Wir Mitglieder der IniGr BMBR, die als ehrenamtliches Gremium aktiver  Mieter*Innenvertreter aus den Quartieren der LWU am Text der Novellierung mit inhaltlichen Vorschlägen und Formulierungen aktiv mitgewirkt haben, sind zu tiefst über die mangelnde Bereitschaft von Politik und LWU enttäuscht, sich dieser Herausforderung zu stellen. Die derzeit gültigen „Leitlinien für die Arbeit der Mieterbeiräte und die
Zusammenarbeit mit den LWU“ und andere Vereinbarungen sind zwar eine Grundlage, nach der die MBR arbeiten können; sie stellen aber keine Gleichwertigkeit einer gesetzlichen Verankerung dar, wie das für die Mieterräte geregelt ist. Die Leitlinien aus dem Jahr 2018 sind als „Gutwill“ zwischen den LWU und den Mieterbeiräten ausgelegt und garantieren erst mit der Einfügung in eine gesetzliche Regelung wie einem überarbeiteten WoVG die Ausübung von Rechten und Pflichten der LWU und der inzwischen über 100 Mieterbeiräte mit über 300 Mitgliedern.

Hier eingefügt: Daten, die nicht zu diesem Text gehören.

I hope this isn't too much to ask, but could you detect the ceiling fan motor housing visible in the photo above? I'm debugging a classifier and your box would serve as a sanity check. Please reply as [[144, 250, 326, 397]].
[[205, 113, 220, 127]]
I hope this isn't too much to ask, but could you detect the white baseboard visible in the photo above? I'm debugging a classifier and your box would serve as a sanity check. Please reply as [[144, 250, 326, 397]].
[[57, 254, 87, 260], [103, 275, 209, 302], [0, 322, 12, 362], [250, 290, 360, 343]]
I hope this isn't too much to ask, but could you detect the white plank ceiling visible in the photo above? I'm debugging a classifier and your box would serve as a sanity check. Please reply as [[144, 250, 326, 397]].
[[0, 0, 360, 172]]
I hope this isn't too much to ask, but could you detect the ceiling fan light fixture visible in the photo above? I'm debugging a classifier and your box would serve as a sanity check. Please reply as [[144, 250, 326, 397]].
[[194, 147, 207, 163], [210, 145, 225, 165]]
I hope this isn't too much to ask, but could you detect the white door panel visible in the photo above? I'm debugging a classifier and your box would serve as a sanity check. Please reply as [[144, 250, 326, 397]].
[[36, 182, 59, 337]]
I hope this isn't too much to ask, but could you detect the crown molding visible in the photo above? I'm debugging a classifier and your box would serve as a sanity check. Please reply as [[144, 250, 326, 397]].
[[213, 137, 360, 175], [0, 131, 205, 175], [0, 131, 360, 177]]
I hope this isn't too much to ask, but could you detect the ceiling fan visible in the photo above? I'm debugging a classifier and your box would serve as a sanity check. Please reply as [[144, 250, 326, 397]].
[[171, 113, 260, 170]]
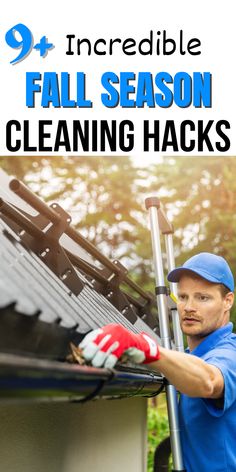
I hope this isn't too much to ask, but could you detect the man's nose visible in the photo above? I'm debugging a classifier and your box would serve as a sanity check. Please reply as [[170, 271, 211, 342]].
[[184, 297, 196, 312]]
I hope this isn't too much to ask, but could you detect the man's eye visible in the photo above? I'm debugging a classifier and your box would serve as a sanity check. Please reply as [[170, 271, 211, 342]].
[[199, 295, 209, 302]]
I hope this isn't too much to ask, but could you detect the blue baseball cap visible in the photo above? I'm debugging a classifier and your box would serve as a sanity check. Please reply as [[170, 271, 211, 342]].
[[167, 252, 234, 292]]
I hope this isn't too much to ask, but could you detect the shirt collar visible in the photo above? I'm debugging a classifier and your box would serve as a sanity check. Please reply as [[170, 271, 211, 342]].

Als Vertreter dieser Mieterbeiräte der LWU fordert die IniGr BMBR, dass die Novellierung des
Wohnraumversorgungsgesetzes Bln (WoVG) verantwortungsbewusst und zielstrebig von den
Entscheidungsträgern des Senats, den politisch Verantwortlichen und der LWU zu einen erfolgreichen Abschluss geführt wird. Solche modernen Gesetzespassagen, wie sie die Tätigkeit der ehrenamtlich tätigen Mieterbeiräten befördern und flächendeckend ausweiten sollen, stehen Berlin gut zu Gesicht, wenn die Berliner Politik die soziale Komponente der Stadtentwicklung und des Wohnens glaubhaft fortführen will.